Representatives with the Oregon Nurses Association (ONA) say the strike is coming after failed negotiations with management teams at Providence Portland, Providence Seaside and Provide Home Health and Hospice.

The nurses and clinicians preparing to go on strike are demanding a new contract that will recruit new nurses to the hospitals and also retain the nurses who are already there. That would mean increasing wages to a fair market value that nurses say they are not getting.

“We want to care for our patients. We’re invested in our communities, we want to work in our communities, and it’s very demoralizing for them to think we’re not good enough and we can be replaced by travel nurses and nurses that come in across the line,” said Tamie Cline, ONA President.

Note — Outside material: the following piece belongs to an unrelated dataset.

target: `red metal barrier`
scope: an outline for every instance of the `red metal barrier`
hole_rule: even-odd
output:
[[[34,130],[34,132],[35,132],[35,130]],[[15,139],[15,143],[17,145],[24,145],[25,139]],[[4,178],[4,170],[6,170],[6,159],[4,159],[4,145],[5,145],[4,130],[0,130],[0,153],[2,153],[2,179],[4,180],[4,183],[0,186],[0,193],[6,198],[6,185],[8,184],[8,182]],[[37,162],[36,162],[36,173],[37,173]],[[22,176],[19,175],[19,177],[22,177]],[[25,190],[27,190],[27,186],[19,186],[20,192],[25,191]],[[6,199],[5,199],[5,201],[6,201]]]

ONA says all three bargaining teams have been in these negotiations since the fall of last year, and right now nurses are working under expired contracts.

Their intent to strike was delivered to employed on Thursday and the strike is set to start on Monday, June 19.

However, there are further bargaining meetings scheduled for next week before the strike is set to start and healthcare providers say that Providence has led them to believe they will not be showing up to those meetings.

“Providence has made it clear that in their statement that when we were giving 10-day notice that they would refuse to bargain. They said they would need to use that time to gather the resources to provide care in their facilities but what we say to that is we already provide care for our facilities and if you give us a fair contract, we’re going to be there and never leave and continue to provide amazing care to them,” said Kyle, RN, Providence Portland Surgical Oncology Unit.

Nurses say if something does change and Providence does show up to those meetings and they are able to come to an agreement on a fair contract they will not go on strike, but right now they don’t see that happening.

The healthcare workers say if an agreement is not met and they are forced to go on strike, the quality of patient care will go down, though they say patient care has already gone down and that is why they are striking.

Providence sent a statement Friday in response to the strike, saying:

We firmly believe that strikes don’t settle contracts, they delay them and keep our hard-working caregivers from getting the pay, benefits and contract enhancements they deserve. They also strain the health care delivery system in our communities, which can jeopardize vital care for those who rely on us.

We’re disappointed that ONA would ask union caregivers to choose between continuing to care for our community and a strike that distracts from the important dialogue at the bargaining table, which is where contracts get settled.

Our ministries have been preparing for this unfortunate possibility and are confident they will continue to provide critical services during the strike. Our highest priority is continued access to care for those who need it. The reality is that because of the staffing challenges a strike creates, there will be services that will be limited or closed during the strike.

As we turn our full focus to preparing our ministries for strikes, we’ll return to the bargaining table once these strikes end with a continued commitment to reaching agreements on contracts that benefit our caregivers and their families.